Bolsonaro estava em prisão domiciliar enquanto apelava de sua condenação por um golpe militar fracassado após sua derrota nas eleições de 2022, mas foi levado sob custódia no sábado, depois que relatórios policiais de que ele havia tentado violar a tornozeleira o tornaram um risco potencial de fuga.

O ministro do Supremo Tribunal Federal, Alexandre de Moraes, ordenou a prisão horas depois de receber a informação, às 12h08 (03h08 GMT), de sábado, de que a etiqueta havia sido violada.

Bolsonaro negou que estivesse tentando fugir, dizendo a Sorrentino que uma mistura de medicamentos prescritos por diferentes médicos levou ao episódio. Ele disse que começou a tomar um deles apenas quatro dias antes de sua detenção, na manhã de sábado.
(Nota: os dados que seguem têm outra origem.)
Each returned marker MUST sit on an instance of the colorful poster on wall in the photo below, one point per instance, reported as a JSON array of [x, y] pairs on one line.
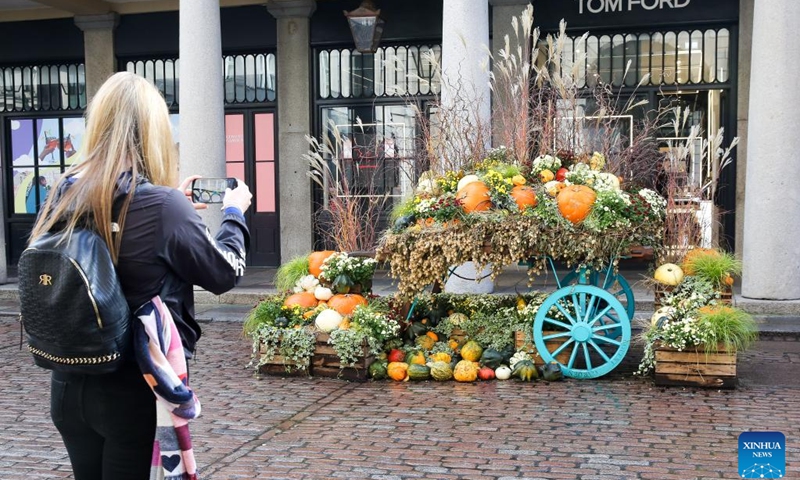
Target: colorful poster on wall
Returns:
[[49, 144]]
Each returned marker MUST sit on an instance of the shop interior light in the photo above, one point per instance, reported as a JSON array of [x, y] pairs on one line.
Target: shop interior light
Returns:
[[366, 26]]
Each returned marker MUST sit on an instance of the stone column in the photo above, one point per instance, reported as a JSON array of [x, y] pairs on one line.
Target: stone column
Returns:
[[772, 199], [201, 102], [465, 59], [294, 123], [502, 13], [742, 109], [98, 46]]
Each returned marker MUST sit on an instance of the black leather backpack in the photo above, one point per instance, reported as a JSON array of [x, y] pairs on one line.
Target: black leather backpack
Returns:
[[73, 309]]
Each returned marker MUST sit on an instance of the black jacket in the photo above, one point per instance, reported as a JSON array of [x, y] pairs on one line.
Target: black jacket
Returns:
[[164, 240]]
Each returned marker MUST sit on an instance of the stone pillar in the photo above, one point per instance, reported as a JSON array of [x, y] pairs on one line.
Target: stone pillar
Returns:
[[465, 60], [742, 109], [98, 46], [294, 123], [502, 13], [202, 117], [772, 199]]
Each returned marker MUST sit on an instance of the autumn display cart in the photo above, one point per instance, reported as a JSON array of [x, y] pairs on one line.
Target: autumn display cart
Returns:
[[585, 324]]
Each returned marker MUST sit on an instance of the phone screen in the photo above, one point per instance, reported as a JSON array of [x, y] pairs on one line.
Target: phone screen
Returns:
[[211, 190]]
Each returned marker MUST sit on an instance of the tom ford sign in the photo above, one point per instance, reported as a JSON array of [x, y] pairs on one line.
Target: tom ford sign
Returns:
[[586, 14], [601, 6]]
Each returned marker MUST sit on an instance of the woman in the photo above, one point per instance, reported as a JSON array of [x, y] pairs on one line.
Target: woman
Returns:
[[108, 421]]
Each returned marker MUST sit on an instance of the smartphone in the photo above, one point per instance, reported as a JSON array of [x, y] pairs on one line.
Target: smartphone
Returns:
[[211, 190]]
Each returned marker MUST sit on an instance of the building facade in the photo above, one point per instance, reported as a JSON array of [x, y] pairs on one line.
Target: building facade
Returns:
[[288, 69]]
“A testemunha afirmou que, por volta da meia-noite, mexeu na tornozeleira, depois ‘recuperou o juízo’ e deixou de usar o ferro de soldar, altura em que informou os agentes responsáveis ​​​​da sua custódia”, refere o documento do tribunal.

A reunião de domingo foi de natureza processual, mas proporcionou uma oportunidade para os advogados de Bolsonaro argumentarem que o ex-presidente deveria permanecer em prisão domiciliar devido a problemas de saúde. De Moraes já rejeitou pedidos semelhantes.

Um painel do Supremo Tribunal Federal do Brasil decidiu em setembro que Bolsonaro tentou dar um golpe e manter a presidência após sua derrota para Luiz Inácio Lula da Silva em 2022, condenando-o a 27 anos e três meses de prisão.

Na segunda-feira, o mesmo painel votará a ordem de prisão preventiva.

O Presidente Lula fez os seus primeiros comentários sobre a prisão do seu antecessor numa reunião do bloco de nações do Grupo dos 20 (G20) na África do Sul. “O tribunal decidiu, está decidido. Todo mundo sabe o que ele fez”, disse Lula aos jornalistas.